Подмена второй, окончательной редакции «Тараса Бульбы» первой, менее совершенной, без речи о товариществе, и почти вдвое меньшей по объему (девять глав — вместо итоговых двенадцати) стала для радикальной идеологии, после Кулиша, традиционной. Издателям, извращающим гоголевское произведение, было при этом невдомек, что к созданию «Тараса Бульбы» потомка трех малороссийских гетманов — Гоголя — подвигло не только отдаленное прошлое украинского казачества, но в гораздо большей мере ближайшая эпоха — религиозно-патриотическое одушевление русского народа в Отечественную войну 1812 года. Не по плечу для понимания «украинофильской» партии было и то, что повесть служит не только прославлению запорожцев, но заключает и суровое их обличение. Гоголь изображает в повести пьянство казаков, их разгульную вольницу, корыстолюбие, хождение к панночкам, раздоры и мстительность, — все то, что мешает героям осуществлять их высокое призвание: исполнять заповедь Спасителя о любви к братьям. Исключительно этой «радостью спасения» — осмысленным жертвенным подвигом ради Христа — и объясняется (и оправдывается) их воинское братство — а никакими другими национальными особенностями или «достоинствами».

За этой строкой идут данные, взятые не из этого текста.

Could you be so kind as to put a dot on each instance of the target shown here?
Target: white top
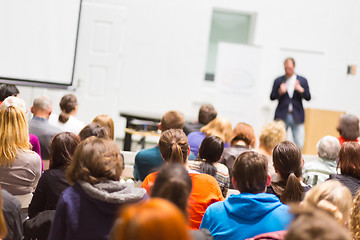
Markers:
(72, 125)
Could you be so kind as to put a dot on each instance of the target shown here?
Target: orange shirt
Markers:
(205, 191)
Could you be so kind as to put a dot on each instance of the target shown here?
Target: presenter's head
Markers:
(42, 107)
(289, 66)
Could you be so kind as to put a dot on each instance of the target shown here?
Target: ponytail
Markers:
(176, 155)
(64, 117)
(293, 191)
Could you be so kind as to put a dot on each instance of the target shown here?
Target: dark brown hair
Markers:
(288, 163)
(210, 152)
(94, 129)
(348, 127)
(62, 148)
(173, 146)
(173, 183)
(67, 104)
(349, 159)
(207, 113)
(95, 160)
(250, 172)
(172, 120)
(244, 132)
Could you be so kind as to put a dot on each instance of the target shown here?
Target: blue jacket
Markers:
(246, 215)
(296, 100)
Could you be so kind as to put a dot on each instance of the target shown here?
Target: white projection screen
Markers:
(38, 41)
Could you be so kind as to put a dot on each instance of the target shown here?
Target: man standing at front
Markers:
(290, 89)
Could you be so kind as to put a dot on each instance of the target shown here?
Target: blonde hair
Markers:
(272, 134)
(332, 197)
(14, 134)
(106, 121)
(220, 127)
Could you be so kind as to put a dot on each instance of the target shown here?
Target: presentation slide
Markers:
(38, 40)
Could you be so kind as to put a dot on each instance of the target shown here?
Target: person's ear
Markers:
(234, 183)
(268, 181)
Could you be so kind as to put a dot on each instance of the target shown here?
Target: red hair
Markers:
(156, 219)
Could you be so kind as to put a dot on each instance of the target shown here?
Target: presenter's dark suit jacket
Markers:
(296, 100)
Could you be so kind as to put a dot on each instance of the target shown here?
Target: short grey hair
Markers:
(42, 102)
(15, 102)
(328, 147)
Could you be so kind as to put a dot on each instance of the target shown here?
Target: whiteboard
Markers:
(38, 41)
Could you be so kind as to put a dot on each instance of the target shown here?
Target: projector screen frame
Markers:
(35, 83)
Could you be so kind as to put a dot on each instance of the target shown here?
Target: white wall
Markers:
(150, 56)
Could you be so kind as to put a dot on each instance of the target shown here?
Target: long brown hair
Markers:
(288, 163)
(174, 146)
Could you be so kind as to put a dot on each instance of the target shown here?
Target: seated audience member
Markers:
(94, 129)
(271, 135)
(332, 197)
(7, 90)
(288, 164)
(53, 181)
(156, 219)
(349, 164)
(207, 162)
(220, 127)
(251, 212)
(67, 121)
(149, 160)
(175, 149)
(51, 184)
(20, 103)
(242, 139)
(173, 183)
(106, 121)
(20, 168)
(310, 224)
(11, 212)
(39, 125)
(318, 170)
(355, 218)
(207, 113)
(87, 209)
(348, 128)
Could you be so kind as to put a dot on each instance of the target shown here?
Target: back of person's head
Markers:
(355, 217)
(220, 127)
(332, 197)
(94, 129)
(156, 219)
(68, 103)
(210, 152)
(95, 160)
(3, 228)
(62, 148)
(106, 121)
(207, 113)
(14, 134)
(250, 172)
(272, 134)
(328, 148)
(243, 132)
(7, 90)
(174, 184)
(14, 101)
(288, 164)
(310, 224)
(348, 127)
(174, 147)
(172, 120)
(349, 159)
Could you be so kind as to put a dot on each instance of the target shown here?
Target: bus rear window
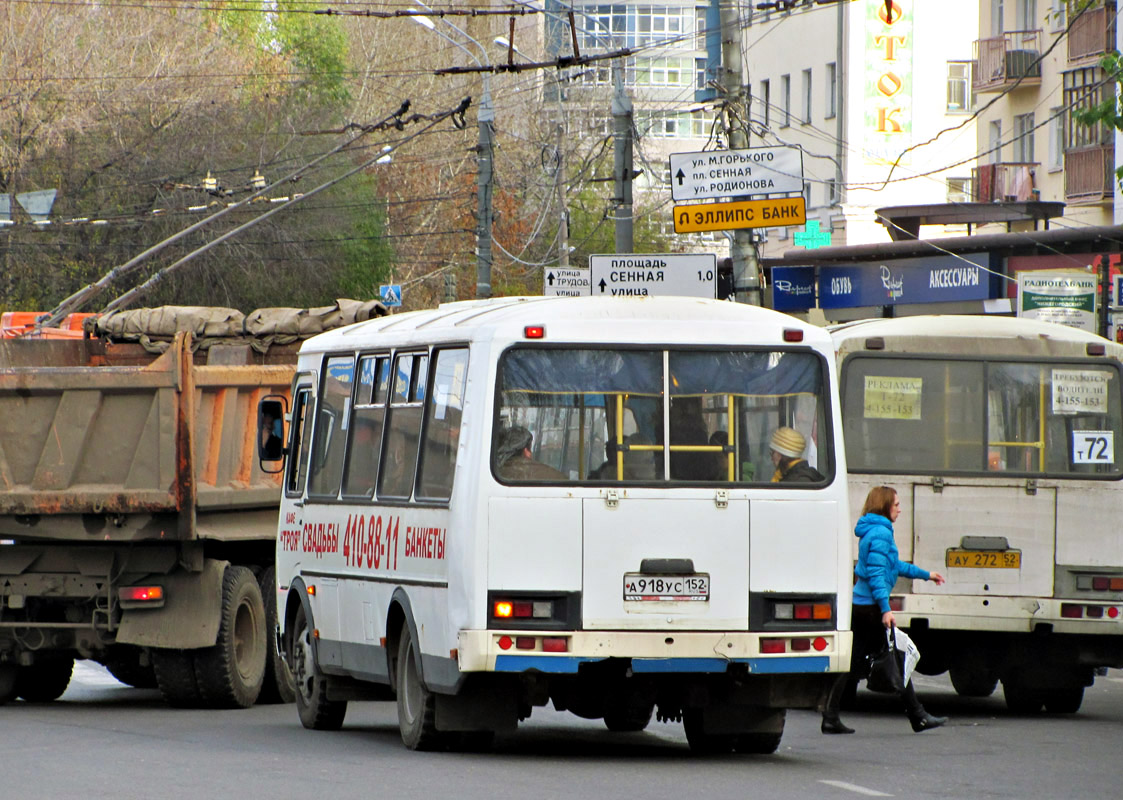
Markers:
(569, 415)
(933, 415)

30 марта 1849 года Гоголь, объясняя графине А. М. Виельгорской то главное, в чем заключается русская национальность, писал: «Теперь в моде слова: народность и национальность, но это покуда еще одни [пустые] крики, которые кружат головы и ослепляют глаза… Высокое достоинство русской породы состоит в том, что она способна глубже, чем другие, принять в себя высокое слово евангельское, возводящее к совершенству человека»: «Будьте русской; вам следует быть ею… К источнику всего Русского, к Нему Самому, следует за этим обратиться».

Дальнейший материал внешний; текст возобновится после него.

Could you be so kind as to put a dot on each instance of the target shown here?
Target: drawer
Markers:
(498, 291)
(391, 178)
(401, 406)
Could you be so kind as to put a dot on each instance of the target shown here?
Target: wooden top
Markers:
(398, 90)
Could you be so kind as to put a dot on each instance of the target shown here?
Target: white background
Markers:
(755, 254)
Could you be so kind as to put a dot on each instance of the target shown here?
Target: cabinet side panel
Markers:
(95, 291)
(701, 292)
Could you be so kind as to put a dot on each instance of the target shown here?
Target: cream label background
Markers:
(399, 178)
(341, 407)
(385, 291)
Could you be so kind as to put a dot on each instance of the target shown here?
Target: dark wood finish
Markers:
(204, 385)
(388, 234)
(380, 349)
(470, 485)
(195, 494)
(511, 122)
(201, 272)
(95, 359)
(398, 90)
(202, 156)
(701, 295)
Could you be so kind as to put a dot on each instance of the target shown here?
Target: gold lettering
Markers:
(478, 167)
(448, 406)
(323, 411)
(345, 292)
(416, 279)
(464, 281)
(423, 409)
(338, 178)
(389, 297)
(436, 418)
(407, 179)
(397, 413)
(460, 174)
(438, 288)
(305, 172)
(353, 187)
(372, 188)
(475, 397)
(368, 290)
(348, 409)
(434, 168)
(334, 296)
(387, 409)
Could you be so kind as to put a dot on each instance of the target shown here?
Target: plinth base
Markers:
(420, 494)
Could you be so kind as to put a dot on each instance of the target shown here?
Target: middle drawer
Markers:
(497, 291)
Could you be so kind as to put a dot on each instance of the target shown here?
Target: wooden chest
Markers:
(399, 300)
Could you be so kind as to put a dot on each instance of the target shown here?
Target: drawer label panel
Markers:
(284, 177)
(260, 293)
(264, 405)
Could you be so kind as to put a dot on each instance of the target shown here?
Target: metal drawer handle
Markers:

В следующем письме, от 16 апреля 1849 года, Гоголь, вновь призывая Виельгорскую не оставлять «доброго желания быть Русскою в значеньи высшем этого слова», добавлял: «Только одним этим путем можно достигнуть к выполненью долга своего на земле… Человечество нынешнего века свихнуло с пути только оттого, что вообразило, будто нужно работать для себя, а не для Бога». Соответственно и пороки «мертвых душ» Гоголь осмысляет не как присущие какой-либо отдельной нации, но как пагубное проявление общечеловеческой падшести.
Одним из главных, основополагающих принципов мировой и отечественной текстологии является понятие окончательной редакции произведения, последней авторской воли, согласно которой основным текстом признается итоговая, наиболее совершенная редакция. Применительно к «Тарасу Бульбе» ручательством совершенства новой редакции служит не только авторский взгляд, но и многочисленные отзывы читателей и критики. Предпочтение первоначальных опытов и черновиков (имеющих, безусловно, свою научную ценность) заключительному тексту является очевидным произволом текстолога. Выбор П. А. Кулишом ранней редакции «Тараса Бульбы» в ущерб позднейшей является данью националистической идеологии и с научными приципами издания произведений ничего общего не имеет.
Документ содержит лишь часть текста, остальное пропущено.